Please factor out the common code shared by this and FindUsualDeallocationFunction.

tra updated this revision to Diff 34059.EditedSep 4 2015, 12:46 PM
tra marked 2 inline comments as done.

Added more test cases to cover constructor/destructor/new/delete.
Refactored code to remove unwanted CUDA functions from Lookup match results.
Disabled HD overloading of H or D destructors to guarantee single destructor for codegen. (I'm still investigating whether it makes sense to enforce the same restriction on all functions as pcc@ suggested in design doc).

rsmith accepted this revision.Sep 4 2015, 4:53 PM
rsmith edited edge metadata.
rsmith added inline comments.
504 ↗(On Diff #34059)

If we have enable_if on a __host__ __device__ function, I think we should mangle as Ua6deviceUa9enable_ifI...EUa4host. (The relative order of enable_if attributes matters, but the order of them relative to host and device does not, so retaining alphabetical order seems best.)

216 ↗(On Diff #34059)

We don't need the overhead of std::function here.

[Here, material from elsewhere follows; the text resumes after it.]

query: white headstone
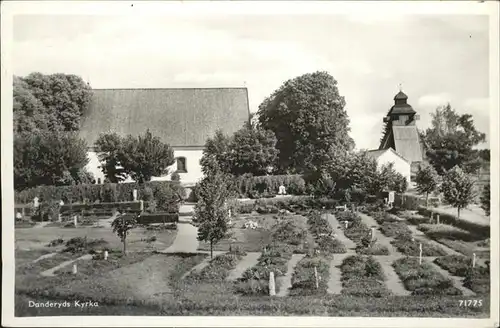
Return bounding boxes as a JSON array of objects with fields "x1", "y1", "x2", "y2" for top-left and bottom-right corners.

Use this instead:

template<typename T, typename FetchDeclFn>
static void Erase...(
  FetchDeclFn FetchDecl) {
tra updated this revision to Diff 34230.EditedSep 8 2015, 10:39 AM
tra edited edge metadata.
tra marked 2 inline comments as done.

Implemented Richard Smiths' suggestions:
Fixed attribute order in name mangling.
Replaced std::function with template argument.

tra marked 2 inline comments as done.Sep 8 2015, 10:40 AM
tra updated this revision to Diff 34368.Sep 9 2015, 2:24 PM

Implemented pcc@'s suggestion to disallow mixing HD and H/D functions.
Removed name mangling as it's no longer needed. Restriction on HD overloading guarantees that we'll emit only one viable function during particular side of compilation (H or HD on the host side, D or HD on device side).
Updated test cases to reflect reduced number of attribute combinations we need to deal with now.

This revision was automatically updated to reflect the committed changes.